第51話 魔法学校初日・クローネ達の場合
天狗面の老人「筆が遅い」(パァン)
その後の授業でも、ルピナスさんは独りで黙々と実技の課題に取り組んでいました。
ただ、それはわたしに対してだけではなく、クラスの全員に対して同じように距離をとっているようです。
「あー、ククルゥちゃんさっきのこと気にしてる? ルピちゃんは大体あんな感じだから気にしすぎないほーがいーよ」
わたしがこっそりルピナスさんを目で追っていると、それに気がついたらしいエリーンさんがそう慰めてくれました。
「ルピちゃんさ、教室でやる授業はバンバン手ぇ挙げてマジ優等生なんだけど……生まれつき魔力が少ないみたいなんだよね。あ、もちろんフツーの人よりは多いから『魔法使いとしては』ってことね」
続けて聞かされたのは衝撃的な話です。生まれつき魔力が少ない――それ自体はよくあることです。というか、殆どの人は生活用の魔道具を起動させる程度の少ない魔力しか持っていません。
先日わたしも受けた魔法学校への入学試験。言い換えれば「魔法使いになる素質」の判定基準に魔力量が含まれているのは、そもそも自分の内側にある魔力量が少なすぎれば、外に存在する魔力に働きかけることが難しいからです。
例えて言うなら、体重の軽い人と体重の重い人が同じ物を押そうと思ったら軽い人の方が筋力が余分に必要になるようなもの、とクローネ師匠は言っていました。
同じ例えで、筋肉を付ける以外にも体重のかけ方や方向を効率的にしたり、動かすもの自体に細工をしたり、道具を使ったりと工夫のしようはあるとも言っていましたが、動かすものが大きくなればなるほど最終的に体重差(=生まれつきの魔力量)が影響するのだと。
「まーそんな訳だからさ、魔力量が結果に繋がるような授業はニガテっぽいんだよね。でも、だからって魔力量の多い人を妬まないで勉強して座学のトップに立つのがルピちゃんらしいっしょ?」
ルピナスさんとは(いえ、エリーンさんともですけど)今日が初対面なので『らしい』かどうかは正直分かりません。でも、腐らないで自分にできることをする、という姿勢はとても尊敬できると思います。
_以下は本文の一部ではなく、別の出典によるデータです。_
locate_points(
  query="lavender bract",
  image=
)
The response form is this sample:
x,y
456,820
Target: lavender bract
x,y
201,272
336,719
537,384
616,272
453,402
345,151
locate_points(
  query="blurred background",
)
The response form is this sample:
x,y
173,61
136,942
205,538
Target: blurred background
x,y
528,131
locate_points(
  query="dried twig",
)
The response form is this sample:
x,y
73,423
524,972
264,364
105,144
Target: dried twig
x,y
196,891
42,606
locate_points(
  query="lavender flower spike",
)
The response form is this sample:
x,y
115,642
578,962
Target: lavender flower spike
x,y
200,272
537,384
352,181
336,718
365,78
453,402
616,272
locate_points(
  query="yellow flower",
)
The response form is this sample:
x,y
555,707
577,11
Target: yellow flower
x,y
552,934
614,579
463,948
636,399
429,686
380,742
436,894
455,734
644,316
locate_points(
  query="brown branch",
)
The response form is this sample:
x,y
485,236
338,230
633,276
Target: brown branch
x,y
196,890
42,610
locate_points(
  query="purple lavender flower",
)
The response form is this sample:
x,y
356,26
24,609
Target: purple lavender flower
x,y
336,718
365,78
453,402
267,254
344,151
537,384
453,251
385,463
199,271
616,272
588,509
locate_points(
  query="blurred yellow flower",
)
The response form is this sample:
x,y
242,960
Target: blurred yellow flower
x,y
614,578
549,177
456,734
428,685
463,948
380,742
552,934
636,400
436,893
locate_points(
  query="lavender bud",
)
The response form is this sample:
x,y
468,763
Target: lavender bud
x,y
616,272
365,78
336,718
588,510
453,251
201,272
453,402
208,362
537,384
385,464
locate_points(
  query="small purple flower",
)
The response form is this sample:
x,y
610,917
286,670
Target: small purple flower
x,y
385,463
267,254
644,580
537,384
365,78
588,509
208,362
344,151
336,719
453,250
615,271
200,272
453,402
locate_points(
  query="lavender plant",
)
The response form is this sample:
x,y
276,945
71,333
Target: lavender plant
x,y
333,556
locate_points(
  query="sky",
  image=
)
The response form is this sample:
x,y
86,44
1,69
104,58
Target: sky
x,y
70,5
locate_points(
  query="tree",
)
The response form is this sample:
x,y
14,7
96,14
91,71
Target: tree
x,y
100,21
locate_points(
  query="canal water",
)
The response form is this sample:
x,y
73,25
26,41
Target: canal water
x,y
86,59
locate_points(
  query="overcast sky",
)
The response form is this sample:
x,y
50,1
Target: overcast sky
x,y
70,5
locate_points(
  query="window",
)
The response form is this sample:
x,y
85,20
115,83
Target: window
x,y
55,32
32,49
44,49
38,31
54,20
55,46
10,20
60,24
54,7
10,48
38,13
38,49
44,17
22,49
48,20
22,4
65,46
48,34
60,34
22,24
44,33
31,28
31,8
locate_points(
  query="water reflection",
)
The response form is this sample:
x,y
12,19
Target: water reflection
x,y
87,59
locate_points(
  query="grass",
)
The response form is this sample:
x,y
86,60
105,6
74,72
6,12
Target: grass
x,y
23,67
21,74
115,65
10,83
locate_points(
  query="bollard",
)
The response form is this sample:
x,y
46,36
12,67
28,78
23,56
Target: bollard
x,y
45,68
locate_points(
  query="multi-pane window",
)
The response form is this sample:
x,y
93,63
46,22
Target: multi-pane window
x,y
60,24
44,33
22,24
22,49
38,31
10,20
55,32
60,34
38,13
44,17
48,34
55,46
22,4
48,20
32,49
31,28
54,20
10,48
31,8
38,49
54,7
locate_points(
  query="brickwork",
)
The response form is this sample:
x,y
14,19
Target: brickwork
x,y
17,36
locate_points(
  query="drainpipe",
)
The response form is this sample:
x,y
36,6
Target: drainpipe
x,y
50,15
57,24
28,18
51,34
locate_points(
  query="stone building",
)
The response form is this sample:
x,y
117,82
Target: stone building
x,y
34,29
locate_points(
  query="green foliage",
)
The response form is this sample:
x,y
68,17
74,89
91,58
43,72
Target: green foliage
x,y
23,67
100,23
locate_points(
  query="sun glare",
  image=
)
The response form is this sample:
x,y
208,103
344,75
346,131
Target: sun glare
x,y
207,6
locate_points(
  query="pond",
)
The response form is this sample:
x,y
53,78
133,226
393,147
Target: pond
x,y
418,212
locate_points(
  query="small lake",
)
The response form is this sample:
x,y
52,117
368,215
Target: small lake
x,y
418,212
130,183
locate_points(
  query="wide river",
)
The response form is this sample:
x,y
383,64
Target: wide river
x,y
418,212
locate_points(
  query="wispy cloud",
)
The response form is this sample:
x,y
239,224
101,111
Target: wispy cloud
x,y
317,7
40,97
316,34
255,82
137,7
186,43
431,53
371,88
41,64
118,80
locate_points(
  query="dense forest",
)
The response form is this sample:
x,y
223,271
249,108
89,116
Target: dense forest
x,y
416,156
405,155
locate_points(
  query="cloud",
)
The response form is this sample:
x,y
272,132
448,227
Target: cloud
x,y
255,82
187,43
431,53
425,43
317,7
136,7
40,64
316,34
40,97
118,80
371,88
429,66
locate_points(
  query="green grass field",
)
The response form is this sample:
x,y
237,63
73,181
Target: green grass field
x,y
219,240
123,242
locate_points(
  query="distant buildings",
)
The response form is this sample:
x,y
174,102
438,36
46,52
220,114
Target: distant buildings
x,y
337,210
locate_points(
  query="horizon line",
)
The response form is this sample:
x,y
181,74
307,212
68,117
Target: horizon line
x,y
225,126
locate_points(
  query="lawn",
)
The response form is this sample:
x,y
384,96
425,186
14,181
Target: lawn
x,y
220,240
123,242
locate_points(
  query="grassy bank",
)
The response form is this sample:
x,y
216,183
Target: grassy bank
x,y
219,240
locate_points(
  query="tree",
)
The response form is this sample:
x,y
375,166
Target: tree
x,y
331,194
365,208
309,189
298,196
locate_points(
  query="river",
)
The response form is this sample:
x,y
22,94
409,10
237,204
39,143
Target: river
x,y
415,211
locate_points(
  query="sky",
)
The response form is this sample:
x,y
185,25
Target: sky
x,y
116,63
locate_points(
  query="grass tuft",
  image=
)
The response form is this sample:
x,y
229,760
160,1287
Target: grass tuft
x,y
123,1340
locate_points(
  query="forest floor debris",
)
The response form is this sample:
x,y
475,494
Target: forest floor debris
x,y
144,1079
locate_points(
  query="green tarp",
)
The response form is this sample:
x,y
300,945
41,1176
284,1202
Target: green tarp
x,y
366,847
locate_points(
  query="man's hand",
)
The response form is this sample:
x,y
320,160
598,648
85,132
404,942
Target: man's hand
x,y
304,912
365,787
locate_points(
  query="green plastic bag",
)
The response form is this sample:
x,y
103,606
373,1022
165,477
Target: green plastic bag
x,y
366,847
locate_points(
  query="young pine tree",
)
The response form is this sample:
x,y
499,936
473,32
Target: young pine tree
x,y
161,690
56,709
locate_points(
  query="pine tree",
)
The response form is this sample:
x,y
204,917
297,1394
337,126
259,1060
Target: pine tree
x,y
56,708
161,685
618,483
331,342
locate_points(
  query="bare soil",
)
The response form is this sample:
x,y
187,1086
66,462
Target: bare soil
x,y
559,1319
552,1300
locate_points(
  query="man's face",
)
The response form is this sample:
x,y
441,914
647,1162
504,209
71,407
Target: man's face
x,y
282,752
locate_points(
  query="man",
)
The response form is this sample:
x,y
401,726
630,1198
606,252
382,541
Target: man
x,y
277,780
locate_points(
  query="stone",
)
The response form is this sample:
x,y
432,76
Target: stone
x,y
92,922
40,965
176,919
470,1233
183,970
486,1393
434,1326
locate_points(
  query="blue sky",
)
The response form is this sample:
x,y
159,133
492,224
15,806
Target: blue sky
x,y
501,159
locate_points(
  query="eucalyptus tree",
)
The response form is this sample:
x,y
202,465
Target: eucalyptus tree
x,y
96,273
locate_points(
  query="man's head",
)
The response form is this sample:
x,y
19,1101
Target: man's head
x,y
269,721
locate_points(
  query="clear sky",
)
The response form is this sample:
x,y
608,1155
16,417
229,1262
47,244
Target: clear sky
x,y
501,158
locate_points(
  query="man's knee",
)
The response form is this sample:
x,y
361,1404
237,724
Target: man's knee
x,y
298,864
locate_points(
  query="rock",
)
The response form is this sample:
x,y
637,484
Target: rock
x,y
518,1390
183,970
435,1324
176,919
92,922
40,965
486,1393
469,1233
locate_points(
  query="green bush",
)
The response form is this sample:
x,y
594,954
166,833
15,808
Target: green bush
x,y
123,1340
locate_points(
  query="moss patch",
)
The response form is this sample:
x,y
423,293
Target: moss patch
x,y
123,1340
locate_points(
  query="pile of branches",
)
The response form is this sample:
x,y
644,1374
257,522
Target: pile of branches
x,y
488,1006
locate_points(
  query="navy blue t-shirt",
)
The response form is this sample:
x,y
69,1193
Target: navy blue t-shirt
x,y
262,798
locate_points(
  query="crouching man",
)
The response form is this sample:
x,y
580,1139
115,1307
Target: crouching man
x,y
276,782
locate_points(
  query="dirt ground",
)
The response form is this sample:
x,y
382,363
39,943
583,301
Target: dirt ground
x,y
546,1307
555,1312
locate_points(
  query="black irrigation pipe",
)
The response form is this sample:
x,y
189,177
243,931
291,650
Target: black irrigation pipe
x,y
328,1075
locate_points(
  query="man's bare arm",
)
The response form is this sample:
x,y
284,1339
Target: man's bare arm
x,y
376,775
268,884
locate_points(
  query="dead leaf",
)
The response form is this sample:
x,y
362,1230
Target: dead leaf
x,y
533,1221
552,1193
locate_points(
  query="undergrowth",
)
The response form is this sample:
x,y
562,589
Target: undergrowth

ですが、それなら解決方法に――いえ、解決方法を知っていそうな人に心当たりがあります。これは後で相談してみましょう。
「だからさ……ルピちゃんのこと、嫌わないであげて?」
少しだけ不安そうなエリーンさん。ですが、嫌いになるなんてありえません。むしろ、もっと仲良くなりたくなりました。
わたしがそう言うと、エリーンさんは嬉しそうに笑います。
「ししっ、やっぱいい子だねククルゥちゃん! よかったらあたしとも仲良くしてほしいな!」
むしろこちらからお願いしたいくらいです。というか、今でもかなり仲良くしていただいていたつもりだったんですが、エリーンさんの中では「仲良くする」の範疇ですらないごく普通の接し方だったということでしょうか?
エリーンさんの対人能力、恐るべしです。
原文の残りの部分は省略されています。